Ora, enquanto eu pensava naquela gente, iam-me as pernas levando, ruas
abaixo, de modo que insensivelmente me achei à porta do hotel Pharoux. De
costume jantava aí; mas, não tendo deliberadamente andado, nenhum merecimento
da acção me cabe, e sim às pernas, que a fizeram. Abençoadas pernas! E há quem
vos trate com desdém ou indiferença.
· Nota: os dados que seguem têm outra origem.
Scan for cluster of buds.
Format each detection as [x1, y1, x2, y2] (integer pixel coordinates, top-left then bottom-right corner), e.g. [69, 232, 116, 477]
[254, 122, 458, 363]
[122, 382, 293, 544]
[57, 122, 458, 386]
Eu mesmo, até então, tinha-vos em má
conta, zangava-me quando vos fatigáveis, quando não podíeis ir além de certo
ponto, e me deixáveis com o desejo a avoaçar, à semelhança de galinha atada
pelos pés.
Aquele
caso, porém, foi um raio de luz. Sim, pernas amigas, vós deixastes à minha
cabeça o trabalho de pensar em Virgília, e dissestes uma à outra: -- Ele
precisa comer, são horas de jantar, vamos levá-lo ao Pharoux; dividamos a
consciência dele, uma parte fique lá com a dama, tomemos nós a outra, para que
ele vá direito, não abalroe as gentes e as carroças, tire o chapéu aos
conhecidos, e finalmente chegue são e salvo ao hotel. E cumpristes à risca o vosso
propósito, amáveis pernas, o que me obriga a imortalizar-vos nesta página.
Cápitulo LXVI, "Memória Póstumas de Brás Cubas"
Cápitulo LXVI, "Memória Póstumas de Brás Cubas"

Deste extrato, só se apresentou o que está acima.